Os bolsonaristas querem que o tema seja votado este ano para valer nas eleições presidenciais de 2022. A pauta é defendida pelo próprio presidente Bolsonaro, que comemorou a “cédula de papel” na eleição de Pacheco, e pelo seu entorno mais ideológico, mas não empolgou os novos aliados de Bolsonaro no Congresso.
E possíveis demoras na chamada pauta de costumes, lembraram todos os especialistas ouvidos pela reportagem, não poderão ser creditadas por Bolsonaro na conta da má vontade de Maia.
Outra frente que o governo poderá retomar com lideranças mais amigáveis no Congresso é a das reformas para racionalizar os gastos públicos. A pauta de Paulo Guedes, porém, concorre com as pressões também de dentro da base para aumentar os gastos públicos na área social, retomando o auxílio emergencial, que acabou em dezembro último. Bolsonaro tem repetido que é contra, porque não há espaço fiscal para o benefício.
No Senado, após vencer a eleição, Pacheco defendeu as reformas e disse que elas são instrumentos para a o desenvolvimento do país. Entre as pautas defendidas pelo governo estão as reformas administrativa e tributária. “Submeterei ao crivo do Parlamento as reformas necessárias para o desenvolvimento da economia”, prometeu.
Em seu primeiro discurso após a eleição, ele ainda disse que pretende criar na Casa a liderança da Oposição, estrutura que já existe na Câmara e que se equilibra com a figura da liderança do Governo.
A votação de ontem não reflete, necessariamente, a base do governo, mas dá alguma sinalização da força que Bolsonaro terá pelos próximos meses. No Senado, em votação secreta, Pacheco conquistou 57 dos 81 votos possíveis. A concorrente Simone Tebet (MDB-MS) teve 21 votos.

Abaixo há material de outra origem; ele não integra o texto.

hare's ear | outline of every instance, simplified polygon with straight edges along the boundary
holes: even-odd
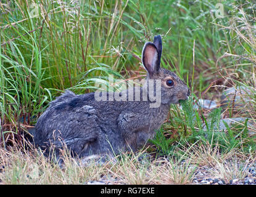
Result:
[[[142,50],[142,63],[149,76],[158,73],[160,68],[160,59],[157,47],[152,42],[145,44]]]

Na Câmara, além da votação que elegeu Lira com folga (302 de 504 presentes), o governo pode se fiar no histórico recente. Um levantamento da BBC Brasil mostrou que, ao longo do ano de 2020, o governo contou com o apoio, nas votações na Câmara, de em média 305 deputados — mais que os 171 votos necessários para impedir que a Câmara dê início ao processo de impeachment e quase os dois terços necessários para aprovar PECs. Em média, o governo conseguiu que sua orientação fosse seguida por 59,7% de 512 deputados em 2020.